One, two, three, we’re… Counting

Learning Objectives Fundamental Counting Principle - Sum Rule - Product Rule Counting without and with Restrictions Factorial Formula and Notation

Basic Counting Principles Counting problems are of the following kind: “How many different 8-letter passwords are there?” “How many possible ways are there to pick 11 soccer players out of a 20-player team?”

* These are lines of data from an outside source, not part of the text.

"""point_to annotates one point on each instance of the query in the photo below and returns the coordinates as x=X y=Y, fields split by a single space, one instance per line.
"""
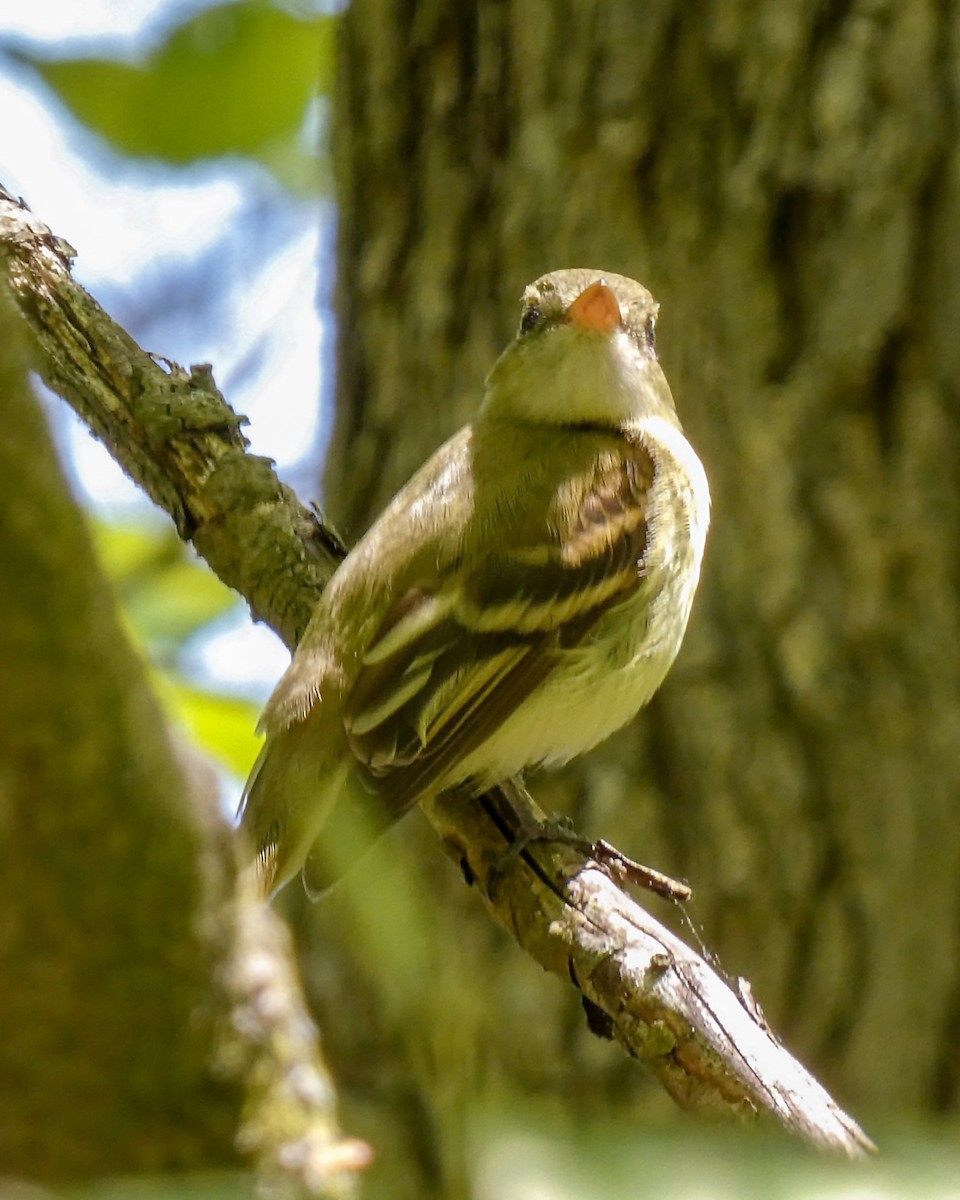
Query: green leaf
x=166 y=594
x=225 y=726
x=235 y=79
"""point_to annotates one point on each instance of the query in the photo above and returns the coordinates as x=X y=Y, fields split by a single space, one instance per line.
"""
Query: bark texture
x=109 y=924
x=785 y=178
x=151 y=1018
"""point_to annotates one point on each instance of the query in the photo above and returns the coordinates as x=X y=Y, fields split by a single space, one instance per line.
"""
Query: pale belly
x=595 y=688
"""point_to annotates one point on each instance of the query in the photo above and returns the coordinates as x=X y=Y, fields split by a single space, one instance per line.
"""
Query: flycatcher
x=517 y=601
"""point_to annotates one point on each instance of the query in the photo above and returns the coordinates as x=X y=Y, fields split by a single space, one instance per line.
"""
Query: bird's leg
x=525 y=825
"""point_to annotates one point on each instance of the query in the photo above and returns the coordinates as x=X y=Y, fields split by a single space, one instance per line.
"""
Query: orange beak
x=595 y=307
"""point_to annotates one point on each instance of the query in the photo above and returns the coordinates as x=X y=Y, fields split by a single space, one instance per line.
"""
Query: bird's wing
x=448 y=665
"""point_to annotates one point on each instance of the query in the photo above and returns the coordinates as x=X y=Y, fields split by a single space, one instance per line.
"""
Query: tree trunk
x=784 y=178
x=109 y=885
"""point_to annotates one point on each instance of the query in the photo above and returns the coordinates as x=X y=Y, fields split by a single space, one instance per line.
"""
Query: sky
x=209 y=263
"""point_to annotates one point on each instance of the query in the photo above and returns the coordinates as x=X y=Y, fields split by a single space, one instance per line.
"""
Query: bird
x=517 y=601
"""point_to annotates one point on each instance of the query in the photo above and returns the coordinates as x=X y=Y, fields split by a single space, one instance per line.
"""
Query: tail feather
x=289 y=792
x=305 y=807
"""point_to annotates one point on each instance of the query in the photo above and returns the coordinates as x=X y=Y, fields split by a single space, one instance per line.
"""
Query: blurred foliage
x=515 y=1161
x=168 y=598
x=237 y=79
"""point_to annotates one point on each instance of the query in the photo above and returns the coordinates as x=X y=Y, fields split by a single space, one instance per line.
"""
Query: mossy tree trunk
x=784 y=177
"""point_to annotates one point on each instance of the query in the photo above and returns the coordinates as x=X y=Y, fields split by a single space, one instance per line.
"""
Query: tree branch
x=174 y=435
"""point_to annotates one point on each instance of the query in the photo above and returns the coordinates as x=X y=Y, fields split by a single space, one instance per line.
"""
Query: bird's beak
x=597 y=309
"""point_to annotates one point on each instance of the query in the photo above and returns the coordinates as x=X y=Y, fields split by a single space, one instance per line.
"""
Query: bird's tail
x=306 y=807
x=286 y=801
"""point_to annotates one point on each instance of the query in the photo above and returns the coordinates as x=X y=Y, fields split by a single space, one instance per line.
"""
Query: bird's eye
x=529 y=319
x=649 y=335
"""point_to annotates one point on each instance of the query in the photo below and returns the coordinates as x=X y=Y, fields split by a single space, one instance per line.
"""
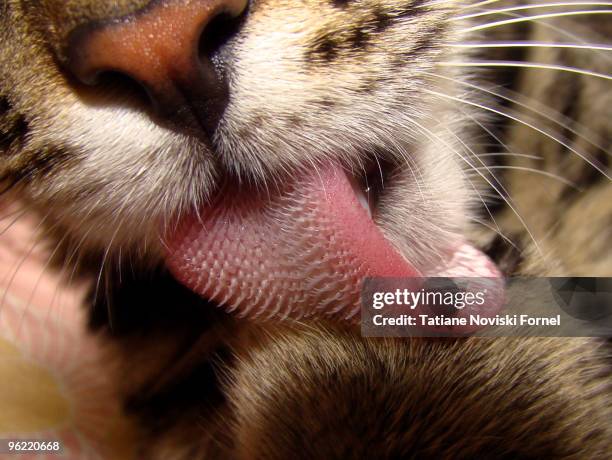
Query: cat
x=128 y=124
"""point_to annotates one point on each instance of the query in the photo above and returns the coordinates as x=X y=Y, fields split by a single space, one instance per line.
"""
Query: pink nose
x=161 y=47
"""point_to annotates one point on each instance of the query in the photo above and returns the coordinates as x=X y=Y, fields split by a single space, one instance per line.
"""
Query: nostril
x=217 y=33
x=121 y=87
x=172 y=50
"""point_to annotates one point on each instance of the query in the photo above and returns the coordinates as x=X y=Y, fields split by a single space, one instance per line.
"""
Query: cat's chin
x=303 y=250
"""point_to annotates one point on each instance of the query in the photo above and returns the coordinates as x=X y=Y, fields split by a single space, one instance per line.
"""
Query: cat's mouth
x=303 y=250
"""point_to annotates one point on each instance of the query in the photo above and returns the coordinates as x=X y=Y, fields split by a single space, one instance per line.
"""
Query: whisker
x=515 y=100
x=507 y=199
x=523 y=122
x=538 y=171
x=509 y=154
x=529 y=7
x=493 y=229
x=534 y=17
x=527 y=65
x=479 y=4
x=526 y=44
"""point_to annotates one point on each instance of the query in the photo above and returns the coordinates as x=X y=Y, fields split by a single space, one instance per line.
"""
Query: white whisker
x=529 y=7
x=523 y=122
x=505 y=22
x=540 y=112
x=527 y=65
x=471 y=45
x=537 y=171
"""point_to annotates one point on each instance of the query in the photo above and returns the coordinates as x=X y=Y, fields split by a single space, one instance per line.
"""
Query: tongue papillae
x=301 y=251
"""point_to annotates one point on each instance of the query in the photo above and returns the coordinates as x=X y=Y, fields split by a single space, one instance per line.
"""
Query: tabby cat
x=125 y=122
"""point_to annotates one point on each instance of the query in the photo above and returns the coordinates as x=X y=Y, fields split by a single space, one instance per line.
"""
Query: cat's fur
x=313 y=80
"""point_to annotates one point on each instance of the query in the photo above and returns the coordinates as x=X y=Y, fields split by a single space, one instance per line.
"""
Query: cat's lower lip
x=303 y=251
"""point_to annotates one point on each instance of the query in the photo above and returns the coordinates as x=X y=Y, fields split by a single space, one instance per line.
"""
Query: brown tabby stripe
x=13 y=126
x=327 y=46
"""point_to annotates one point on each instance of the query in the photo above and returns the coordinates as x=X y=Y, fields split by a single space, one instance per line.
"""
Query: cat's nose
x=171 y=48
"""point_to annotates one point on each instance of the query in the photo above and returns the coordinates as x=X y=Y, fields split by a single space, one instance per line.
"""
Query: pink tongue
x=302 y=251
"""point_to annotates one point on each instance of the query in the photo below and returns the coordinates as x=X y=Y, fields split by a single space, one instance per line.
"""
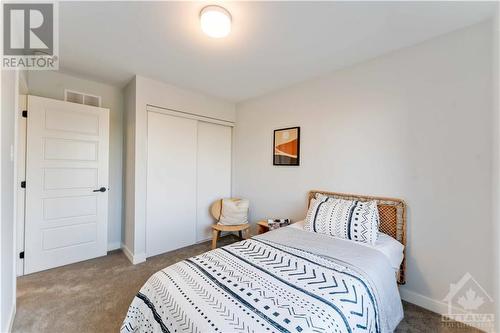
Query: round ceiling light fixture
x=215 y=21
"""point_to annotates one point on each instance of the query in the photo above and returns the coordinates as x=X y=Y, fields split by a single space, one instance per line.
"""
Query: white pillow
x=234 y=212
x=390 y=247
x=348 y=219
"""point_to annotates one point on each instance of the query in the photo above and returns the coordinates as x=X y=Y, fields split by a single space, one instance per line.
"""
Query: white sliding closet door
x=171 y=183
x=214 y=172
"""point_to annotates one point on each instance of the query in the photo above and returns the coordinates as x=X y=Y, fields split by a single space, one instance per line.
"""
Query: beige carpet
x=94 y=295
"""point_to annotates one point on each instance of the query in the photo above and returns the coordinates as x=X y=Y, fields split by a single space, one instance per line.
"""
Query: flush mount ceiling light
x=215 y=21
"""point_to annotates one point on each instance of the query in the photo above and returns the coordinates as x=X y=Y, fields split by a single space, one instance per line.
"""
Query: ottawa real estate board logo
x=30 y=35
x=467 y=302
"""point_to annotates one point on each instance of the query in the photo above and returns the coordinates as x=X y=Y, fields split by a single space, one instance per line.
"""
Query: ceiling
x=272 y=44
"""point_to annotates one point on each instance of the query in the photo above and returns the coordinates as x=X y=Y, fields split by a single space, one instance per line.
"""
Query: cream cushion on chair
x=234 y=212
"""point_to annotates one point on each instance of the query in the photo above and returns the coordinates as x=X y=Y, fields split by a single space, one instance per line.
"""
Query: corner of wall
x=129 y=165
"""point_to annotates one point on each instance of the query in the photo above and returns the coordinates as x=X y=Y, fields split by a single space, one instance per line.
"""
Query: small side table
x=262 y=227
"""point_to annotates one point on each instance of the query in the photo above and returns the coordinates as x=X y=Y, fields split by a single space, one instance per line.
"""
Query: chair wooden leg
x=215 y=235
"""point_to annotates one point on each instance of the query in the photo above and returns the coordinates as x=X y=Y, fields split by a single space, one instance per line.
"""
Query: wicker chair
x=215 y=211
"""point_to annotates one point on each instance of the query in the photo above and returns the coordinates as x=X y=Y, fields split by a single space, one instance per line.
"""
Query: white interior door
x=66 y=162
x=171 y=183
x=214 y=172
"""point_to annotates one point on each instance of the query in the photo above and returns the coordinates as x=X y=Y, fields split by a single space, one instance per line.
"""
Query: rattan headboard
x=392 y=214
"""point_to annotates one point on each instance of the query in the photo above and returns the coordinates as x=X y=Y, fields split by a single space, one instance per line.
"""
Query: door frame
x=20 y=152
x=21 y=176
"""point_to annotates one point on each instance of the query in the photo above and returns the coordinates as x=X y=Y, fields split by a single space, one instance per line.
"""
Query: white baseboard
x=12 y=317
x=114 y=246
x=134 y=259
x=430 y=304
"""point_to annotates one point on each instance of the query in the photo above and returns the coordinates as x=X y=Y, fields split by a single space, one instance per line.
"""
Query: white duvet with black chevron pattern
x=258 y=285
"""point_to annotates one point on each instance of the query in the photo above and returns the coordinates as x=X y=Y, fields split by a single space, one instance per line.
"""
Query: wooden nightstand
x=262 y=227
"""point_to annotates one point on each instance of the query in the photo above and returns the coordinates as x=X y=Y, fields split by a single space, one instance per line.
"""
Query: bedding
x=385 y=244
x=350 y=219
x=287 y=280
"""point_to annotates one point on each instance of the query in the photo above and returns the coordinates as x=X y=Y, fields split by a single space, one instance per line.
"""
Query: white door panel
x=214 y=172
x=171 y=183
x=66 y=161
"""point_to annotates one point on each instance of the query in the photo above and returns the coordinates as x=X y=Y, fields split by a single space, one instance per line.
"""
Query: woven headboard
x=392 y=214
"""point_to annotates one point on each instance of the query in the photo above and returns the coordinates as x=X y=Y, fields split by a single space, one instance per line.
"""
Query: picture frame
x=286 y=146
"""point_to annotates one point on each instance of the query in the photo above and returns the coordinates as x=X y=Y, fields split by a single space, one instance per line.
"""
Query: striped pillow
x=354 y=220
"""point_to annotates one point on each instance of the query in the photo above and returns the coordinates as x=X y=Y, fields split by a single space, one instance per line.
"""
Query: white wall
x=51 y=84
x=496 y=155
x=151 y=92
x=414 y=124
x=9 y=102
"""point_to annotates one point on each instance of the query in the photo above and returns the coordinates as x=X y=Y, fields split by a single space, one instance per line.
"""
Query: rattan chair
x=216 y=211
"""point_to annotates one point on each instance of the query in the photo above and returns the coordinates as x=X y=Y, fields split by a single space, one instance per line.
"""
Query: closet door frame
x=187 y=115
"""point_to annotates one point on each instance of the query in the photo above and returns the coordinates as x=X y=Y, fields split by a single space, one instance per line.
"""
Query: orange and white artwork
x=286 y=146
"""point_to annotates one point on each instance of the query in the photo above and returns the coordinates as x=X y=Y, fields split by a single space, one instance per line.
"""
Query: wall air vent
x=81 y=98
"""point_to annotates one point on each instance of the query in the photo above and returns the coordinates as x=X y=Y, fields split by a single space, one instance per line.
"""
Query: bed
x=287 y=280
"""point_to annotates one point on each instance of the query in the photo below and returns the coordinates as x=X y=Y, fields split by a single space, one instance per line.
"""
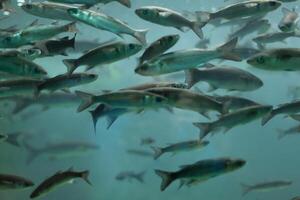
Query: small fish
x=179 y=147
x=200 y=171
x=91 y=3
x=241 y=10
x=20 y=66
x=49 y=10
x=281 y=59
x=65 y=81
x=289 y=21
x=168 y=17
x=230 y=120
x=159 y=47
x=55 y=47
x=291 y=131
x=287 y=108
x=186 y=59
x=9 y=182
x=35 y=33
x=224 y=77
x=139 y=152
x=108 y=23
x=260 y=26
x=60 y=150
x=147 y=141
x=267 y=38
x=265 y=186
x=122 y=99
x=59 y=179
x=103 y=55
x=129 y=175
x=188 y=100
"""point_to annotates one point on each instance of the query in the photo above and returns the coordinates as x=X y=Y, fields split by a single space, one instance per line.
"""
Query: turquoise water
x=267 y=157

Basic Counting Principles Example: ISF Academy will award a free computer to either a Math teacher or a student. How many different choices are there, if there are 530 students and 6 Math teachers? There are 530 + 6 = 536 choices. The sum rule: If a task can be done in n1 ways and a second task in n2 ways, and if these two tasks cannot be done at the same time, then there are n1 + n2 ways to do either task. Key Word: “Or”

Basic Counting Principles Example: Tiger has 8 red pens, 3 blue pens and 9 green pens. How many different pens can he use? Solution: Since he can choose either red, blue or green, this is the sum rule. He can use 8 + 3 + 9 = 20 different pens.

Basic Counting Principles Example: Mr Loo has 5 shirts and 3 pants. How many different outfits can he wear? Solution: 5 x 3 = 15. But why?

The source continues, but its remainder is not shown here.